Primär: Bauch, Rücken, Beine (abdomini, erector spinae, quadratus lumborum, ab-/adduktoren, iliopsoas, ischiocrurale M.)
Sekundär: Schulter, Brust, Wade (deltoideus, pectoralis, gastrocnemius)

Die Übung „Sidestaby“ trainiert Stabilität und Kraft der seitlichen Rumpf- und Hüftmuskulatur. Diese Variante trainiert maßgeblich den Hüftbeuger und die Bauchmuskulatur. Körperspannung und Balance sind immens wichtig.

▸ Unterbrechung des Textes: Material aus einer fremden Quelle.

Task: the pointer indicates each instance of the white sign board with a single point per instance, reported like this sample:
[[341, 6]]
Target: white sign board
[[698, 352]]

Die Abbildungen zeigen die Sling Training Bauchübung Sidestaby Hüfte anheben:

 

sling-training_Bauch_Sidestaby Hüfte anheben_1.jpg sling-training_Bauch_Sidestaby Hüfte anheben_2.jpg
Sling Training Bauchübung
Ausgangsposition

Je nach gewünschter Intensität ist ein Fuß oder Unterschenkel in der Schlaufe eingehangen. Der Körper ist seitlich auf einen Unterarm aufgestützt. Der Körper bildet mit der Hüfte eine Linie. Die Zehenspitzen sind angezogen.

Endposition

Beide Beine sind gestreckt, die Zehenspitzen sind angezogen. Das Hüftgelenk ist angehoben und nach hinten geknickt. Hüftgelenk und Oberkörper bilden eine stumpfen Winkel.

Bewegung 1

Die Zehenspitzen werden bei gestreckten Kniegelenken in Richtung Kopf angezogen, dabei wird das Hüftgelenk gebeugt und angehoben.

Bewegung 2

Durch eine Hüftstreckung wird der Körper wieder in die Ausgangsposition gebracht.

Tipp

Versuche die Fußgelenke stets gebeugt zu halten, damit Du Deine Kniestabilität verbessern kannst. Je weiter Du die Zehenspitzen in Richtung des Kopfes anziehst, desto intensiver wird die Übung.